Für spanische Bauern geht es konkret um Produkte aus Ägypten und Marokko. In dem Sofortplan sollen auch die Probleme infolge der Dürre in Spanien behandelt werden. Ferner die Konsequenzen für den Agrarsektor aus dem Krieg in der Ukraine. Zudem müsse über Preis und Produktionskosten geredet werden. Was die gemeinsame EU-Agrarpolitik anbetrifft, plädieren die Verbände für Vereinfachung und Flexibilität. Auch das geplante EU-Lieferkettengesetz sehen die Verbände kritisch. Außerdem gelte es, die schwierige Situation der Viehzüchter zu lösen.

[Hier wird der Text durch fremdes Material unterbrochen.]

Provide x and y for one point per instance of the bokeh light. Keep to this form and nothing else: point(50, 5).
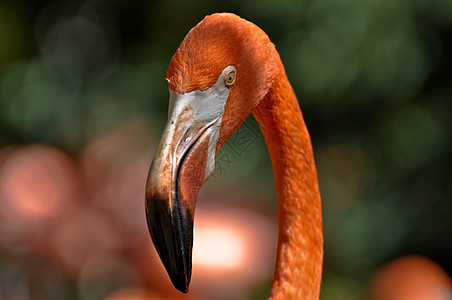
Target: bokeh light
point(83, 101)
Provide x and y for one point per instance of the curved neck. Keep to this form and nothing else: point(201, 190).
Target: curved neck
point(299, 257)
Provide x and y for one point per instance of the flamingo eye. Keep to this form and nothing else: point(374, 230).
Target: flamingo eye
point(229, 79)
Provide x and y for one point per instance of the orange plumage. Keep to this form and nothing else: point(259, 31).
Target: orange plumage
point(262, 88)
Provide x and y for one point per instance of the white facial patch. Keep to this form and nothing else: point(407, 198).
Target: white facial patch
point(195, 113)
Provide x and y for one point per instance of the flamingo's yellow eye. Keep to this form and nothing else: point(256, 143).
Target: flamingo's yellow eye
point(229, 79)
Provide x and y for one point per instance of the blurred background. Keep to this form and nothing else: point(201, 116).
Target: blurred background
point(83, 101)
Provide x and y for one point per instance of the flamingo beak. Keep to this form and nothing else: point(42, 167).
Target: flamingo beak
point(184, 160)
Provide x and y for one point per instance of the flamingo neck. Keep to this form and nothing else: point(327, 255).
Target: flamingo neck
point(299, 257)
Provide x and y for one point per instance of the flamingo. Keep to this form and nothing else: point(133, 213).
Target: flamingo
point(225, 69)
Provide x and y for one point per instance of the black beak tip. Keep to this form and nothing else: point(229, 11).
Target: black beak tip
point(172, 234)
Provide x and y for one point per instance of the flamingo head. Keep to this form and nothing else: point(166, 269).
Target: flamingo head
point(219, 73)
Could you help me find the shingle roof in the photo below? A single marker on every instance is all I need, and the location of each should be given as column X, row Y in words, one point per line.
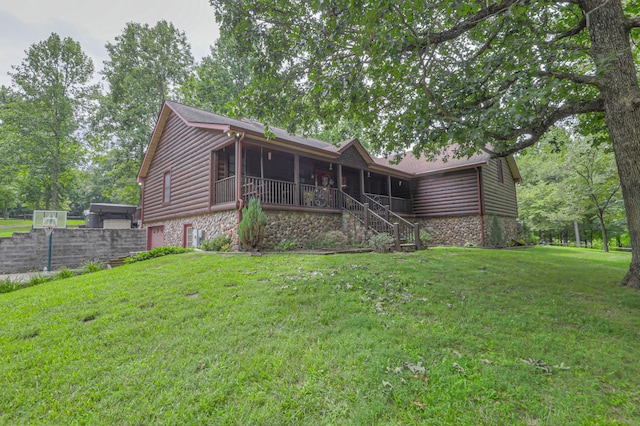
column 443, row 162
column 409, row 165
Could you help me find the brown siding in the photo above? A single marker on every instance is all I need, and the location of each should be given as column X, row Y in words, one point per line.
column 185, row 151
column 499, row 198
column 352, row 158
column 448, row 194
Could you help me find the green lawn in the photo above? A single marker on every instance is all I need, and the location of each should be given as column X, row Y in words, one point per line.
column 541, row 336
column 9, row 226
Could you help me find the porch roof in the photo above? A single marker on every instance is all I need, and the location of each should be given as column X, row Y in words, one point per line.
column 409, row 166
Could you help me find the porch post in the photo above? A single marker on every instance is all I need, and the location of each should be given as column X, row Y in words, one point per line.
column 214, row 177
column 238, row 169
column 396, row 236
column 296, row 179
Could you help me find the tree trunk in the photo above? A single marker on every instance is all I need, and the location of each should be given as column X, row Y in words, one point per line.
column 611, row 49
column 603, row 230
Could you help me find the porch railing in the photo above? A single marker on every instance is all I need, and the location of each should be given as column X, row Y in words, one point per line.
column 226, row 190
column 408, row 232
column 396, row 204
column 270, row 191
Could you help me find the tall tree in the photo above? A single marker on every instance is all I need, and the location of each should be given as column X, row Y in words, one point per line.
column 493, row 75
column 593, row 180
column 42, row 121
column 219, row 79
column 145, row 66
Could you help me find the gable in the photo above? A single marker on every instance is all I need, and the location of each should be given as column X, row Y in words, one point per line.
column 352, row 158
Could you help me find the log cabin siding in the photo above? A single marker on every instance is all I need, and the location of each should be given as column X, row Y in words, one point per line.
column 498, row 197
column 447, row 194
column 185, row 152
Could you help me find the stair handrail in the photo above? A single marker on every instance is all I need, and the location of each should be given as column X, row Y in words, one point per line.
column 407, row 230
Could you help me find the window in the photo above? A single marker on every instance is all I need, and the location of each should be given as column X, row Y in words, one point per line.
column 188, row 235
column 166, row 193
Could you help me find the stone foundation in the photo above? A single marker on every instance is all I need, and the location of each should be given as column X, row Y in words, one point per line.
column 304, row 227
column 301, row 227
column 508, row 228
column 453, row 230
column 214, row 224
column 467, row 230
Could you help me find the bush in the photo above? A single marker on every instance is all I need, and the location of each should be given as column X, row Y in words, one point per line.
column 286, row 245
column 90, row 266
column 252, row 225
column 330, row 240
column 8, row 285
column 425, row 238
column 63, row 273
column 219, row 243
column 381, row 242
column 496, row 237
column 156, row 252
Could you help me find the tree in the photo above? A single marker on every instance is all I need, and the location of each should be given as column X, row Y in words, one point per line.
column 43, row 118
column 145, row 66
column 594, row 180
column 219, row 79
column 493, row 76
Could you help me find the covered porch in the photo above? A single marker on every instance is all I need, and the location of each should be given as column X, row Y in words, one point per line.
column 291, row 180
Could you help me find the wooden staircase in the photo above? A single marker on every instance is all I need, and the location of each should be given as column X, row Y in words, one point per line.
column 379, row 218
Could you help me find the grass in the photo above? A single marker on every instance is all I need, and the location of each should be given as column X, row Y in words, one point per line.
column 444, row 336
column 9, row 226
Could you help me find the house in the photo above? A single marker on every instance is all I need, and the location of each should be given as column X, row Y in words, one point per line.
column 200, row 168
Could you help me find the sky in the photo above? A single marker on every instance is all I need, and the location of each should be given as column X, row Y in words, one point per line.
column 94, row 23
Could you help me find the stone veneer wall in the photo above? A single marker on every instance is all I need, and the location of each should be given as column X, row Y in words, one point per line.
column 298, row 226
column 453, row 230
column 214, row 224
column 24, row 252
column 508, row 225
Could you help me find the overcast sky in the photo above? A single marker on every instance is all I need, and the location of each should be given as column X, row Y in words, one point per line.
column 93, row 23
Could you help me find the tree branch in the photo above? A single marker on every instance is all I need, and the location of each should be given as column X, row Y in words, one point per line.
column 464, row 26
column 576, row 78
column 537, row 129
column 633, row 22
column 573, row 31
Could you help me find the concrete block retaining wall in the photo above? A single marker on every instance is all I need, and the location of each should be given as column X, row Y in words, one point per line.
column 25, row 252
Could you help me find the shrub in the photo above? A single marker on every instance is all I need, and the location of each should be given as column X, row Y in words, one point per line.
column 64, row 273
column 252, row 225
column 496, row 237
column 329, row 240
column 286, row 245
column 381, row 242
column 219, row 243
column 90, row 266
column 425, row 238
column 8, row 285
column 156, row 252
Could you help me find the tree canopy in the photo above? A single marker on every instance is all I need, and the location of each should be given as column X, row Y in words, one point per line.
column 41, row 120
column 493, row 76
column 145, row 66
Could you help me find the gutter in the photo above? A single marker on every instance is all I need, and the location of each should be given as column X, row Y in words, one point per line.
column 480, row 204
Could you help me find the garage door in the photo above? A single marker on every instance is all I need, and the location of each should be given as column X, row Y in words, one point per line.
column 155, row 237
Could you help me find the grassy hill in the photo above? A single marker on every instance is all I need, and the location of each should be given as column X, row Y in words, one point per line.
column 444, row 336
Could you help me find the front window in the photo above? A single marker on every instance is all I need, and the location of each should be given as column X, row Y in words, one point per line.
column 167, row 188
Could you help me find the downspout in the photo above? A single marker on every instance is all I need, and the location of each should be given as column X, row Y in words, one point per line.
column 480, row 204
column 141, row 184
column 239, row 203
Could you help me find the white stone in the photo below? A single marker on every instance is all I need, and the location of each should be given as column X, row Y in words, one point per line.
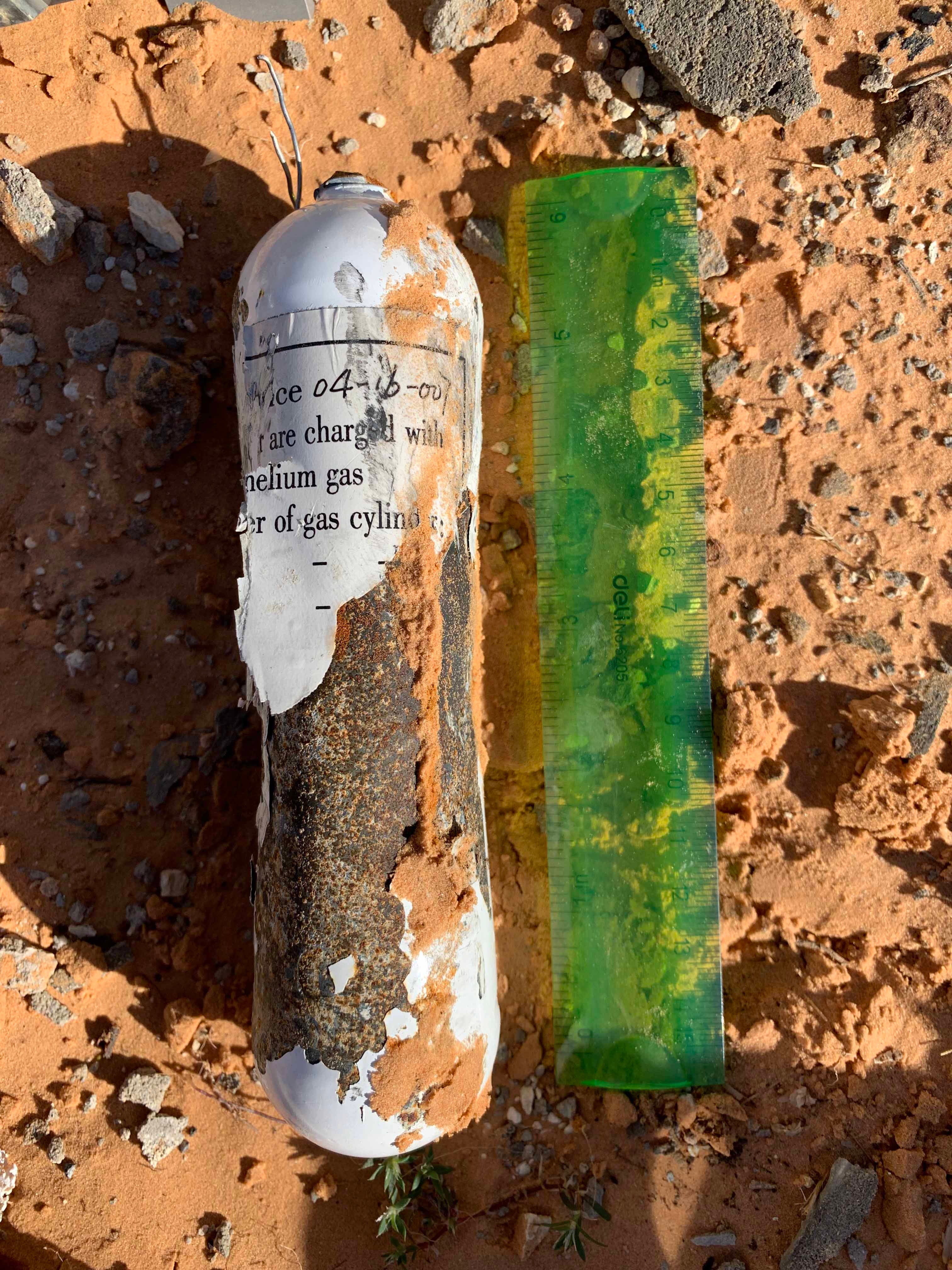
column 155, row 223
column 634, row 82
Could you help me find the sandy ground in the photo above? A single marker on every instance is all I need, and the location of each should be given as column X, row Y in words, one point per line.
column 835, row 856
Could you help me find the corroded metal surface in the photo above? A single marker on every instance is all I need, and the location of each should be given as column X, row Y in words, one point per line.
column 460, row 804
column 343, row 807
column 343, row 768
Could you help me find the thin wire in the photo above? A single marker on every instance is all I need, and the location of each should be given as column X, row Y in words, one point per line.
column 295, row 199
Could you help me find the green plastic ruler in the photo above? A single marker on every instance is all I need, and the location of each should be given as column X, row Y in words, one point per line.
column 610, row 273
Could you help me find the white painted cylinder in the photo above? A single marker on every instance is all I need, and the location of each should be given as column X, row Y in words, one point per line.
column 323, row 279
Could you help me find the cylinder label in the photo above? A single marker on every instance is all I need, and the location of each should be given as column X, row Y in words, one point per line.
column 353, row 430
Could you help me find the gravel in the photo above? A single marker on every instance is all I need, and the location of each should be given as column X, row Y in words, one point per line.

Auch Arbeits- und Sozialversicherungsfragen wollen die Verbände mit der Regierung klären.
An einer Sache wird der Protest allerdings nicht liegen: am Geld. Aus dem Topf der gemeinsamen Agrarpolitik erhält die spanische Landwirtschaft zwischen 2023 und 2027 insgesamt 47,7 Milliarden Euro. Das ist der drittgrößte Posten nach Frankreich und Deutschland. Zusätzlich gibt es Geld vom Staat. Das steht in keinem Verhältnis zur Wirtschaftsleistung. In Spanien hat die Landwirtschaft einen Anteil am Bruttoinlandsprodukt von 2,7 Prozent. Im Vergleich dazu der Tourismus: 12,8 Prozent. Dennoch haben die Bauern eine Macht, vor der alle Regierungen zittern.

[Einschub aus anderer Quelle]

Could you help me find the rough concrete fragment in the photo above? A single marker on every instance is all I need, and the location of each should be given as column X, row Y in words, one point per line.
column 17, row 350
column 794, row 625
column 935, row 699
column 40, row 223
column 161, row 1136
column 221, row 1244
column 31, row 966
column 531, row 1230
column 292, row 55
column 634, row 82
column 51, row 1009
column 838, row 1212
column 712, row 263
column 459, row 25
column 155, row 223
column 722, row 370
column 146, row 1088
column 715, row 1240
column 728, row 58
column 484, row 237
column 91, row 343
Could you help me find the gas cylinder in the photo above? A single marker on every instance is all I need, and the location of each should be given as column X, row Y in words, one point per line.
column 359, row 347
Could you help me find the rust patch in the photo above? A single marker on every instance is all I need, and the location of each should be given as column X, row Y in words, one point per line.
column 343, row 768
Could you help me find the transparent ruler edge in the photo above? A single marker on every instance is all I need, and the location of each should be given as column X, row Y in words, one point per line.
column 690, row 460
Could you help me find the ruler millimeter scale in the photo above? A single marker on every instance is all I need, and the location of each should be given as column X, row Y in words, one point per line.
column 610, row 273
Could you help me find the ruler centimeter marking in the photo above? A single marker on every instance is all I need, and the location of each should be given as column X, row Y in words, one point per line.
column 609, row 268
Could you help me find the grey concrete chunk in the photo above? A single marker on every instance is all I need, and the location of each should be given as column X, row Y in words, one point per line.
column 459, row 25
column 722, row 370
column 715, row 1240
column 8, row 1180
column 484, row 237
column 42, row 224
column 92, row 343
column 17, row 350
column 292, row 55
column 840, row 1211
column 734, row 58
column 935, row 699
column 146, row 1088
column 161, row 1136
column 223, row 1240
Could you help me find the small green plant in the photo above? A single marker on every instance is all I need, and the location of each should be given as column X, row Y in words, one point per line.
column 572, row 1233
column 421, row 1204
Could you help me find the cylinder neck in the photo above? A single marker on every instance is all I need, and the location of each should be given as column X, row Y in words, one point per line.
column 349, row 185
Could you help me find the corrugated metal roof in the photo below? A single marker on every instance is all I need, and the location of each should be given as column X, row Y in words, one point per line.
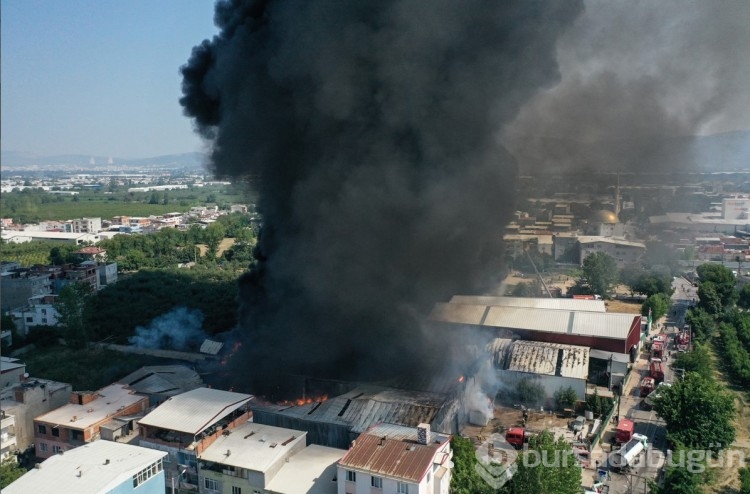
column 599, row 324
column 549, row 358
column 195, row 411
column 367, row 405
column 535, row 302
column 253, row 446
column 110, row 402
column 211, row 347
column 60, row 473
column 391, row 458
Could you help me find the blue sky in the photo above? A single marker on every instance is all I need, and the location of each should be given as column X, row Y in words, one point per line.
column 98, row 77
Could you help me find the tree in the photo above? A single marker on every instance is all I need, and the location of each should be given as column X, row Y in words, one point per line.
column 548, row 466
column 464, row 478
column 70, row 306
column 600, row 271
column 658, row 305
column 723, row 279
column 698, row 412
column 10, row 470
column 565, row 398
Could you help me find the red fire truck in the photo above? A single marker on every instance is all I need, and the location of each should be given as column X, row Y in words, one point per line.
column 647, row 385
column 657, row 371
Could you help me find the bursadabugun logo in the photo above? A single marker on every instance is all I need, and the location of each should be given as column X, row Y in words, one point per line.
column 496, row 461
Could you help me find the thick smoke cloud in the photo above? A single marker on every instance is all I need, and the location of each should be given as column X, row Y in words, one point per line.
column 639, row 79
column 372, row 129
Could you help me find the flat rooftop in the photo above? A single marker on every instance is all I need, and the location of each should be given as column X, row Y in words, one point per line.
column 85, row 470
column 311, row 471
column 111, row 400
column 196, row 410
column 253, row 446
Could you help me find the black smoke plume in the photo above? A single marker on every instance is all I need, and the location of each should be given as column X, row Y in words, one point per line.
column 639, row 80
column 372, row 129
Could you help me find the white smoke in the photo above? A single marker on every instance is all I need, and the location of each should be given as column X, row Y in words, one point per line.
column 179, row 329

Und diese Macht nutzen sie auch. Über kurz oder lang aber wird auch die Landwirtschaft auf den „Green Deal“in der EU einschwenken müssen. Noch findet sich ein nachhaltiger und klimaneutraler Umbau der Wirtschaft in Europa nicht in der gemeinsamen Agrarpolitik wider. Dabei ist die Landwirtschaft für ein Zehntel des Ausstoßes der Treibhausgase verantwortlich.
Die Landwirtschaft wird auf den Green Deal in der EU einschwenken müssen.